You don't amortize it. Like you said, the remaining amortization gets combined with the transfer sale price. It can lead to the first year actually being a net loss on the sale, which is where the "homegrown players are so great for PSR, they're pure profit!" line came about.
My whole point is the remaining amortization is a
sunk cost, it will be incurred by the team no matter what. Look at the two Sancho scenarios:
Keep:
- 24/25 season: £14.4M amortization fee
- 25/26 season: £14.4M amortization fee
- Net cost: £28.8M
Sell:
- 24/25 season: £28.8M pulled forward amortization - £25M sale = £3.8M cost
- 25/26 season: zero
- Net cost: £3.8M
As I've just illustrated, selling Sancho for £25M improves our future profitability by exactly £25M. It's worth exactly the same as selling McTominay for £25M (excluding wages). The only "downside" some might point out is selling Sancho doesn't
immediately (in 2024/2025) improve our finances by £25M. It only frees up £10.6M in year one (excluding wages). But over a two year period it's the exact same as selling a homegrown player.

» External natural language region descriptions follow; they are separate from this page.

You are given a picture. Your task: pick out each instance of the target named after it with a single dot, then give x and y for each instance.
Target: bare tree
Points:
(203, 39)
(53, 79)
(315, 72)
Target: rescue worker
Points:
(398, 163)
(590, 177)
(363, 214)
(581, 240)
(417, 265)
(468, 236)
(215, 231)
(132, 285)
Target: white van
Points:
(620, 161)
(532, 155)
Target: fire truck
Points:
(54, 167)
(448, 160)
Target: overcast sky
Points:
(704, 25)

A sunk cost is an expense that cannot be recovered. We are incurring the £28.8M remaining of amortization on Sancho's fee no matter where we keep/sell/loan him. No one is arguing that the expense hasn't hit the books yet. The point is it will hit the books no matter what we do. So what matters for sale's value to the club is the cash Sancho could net us. From that perspective he's worth exactly as much as a homegrown player. The "homegrown players are worth more in a sale" fallacy would be like a manufacturing business lamenting the depreciation of one of their factories, thinking that because they'd "sell it at a loss" it never makes sense to sell.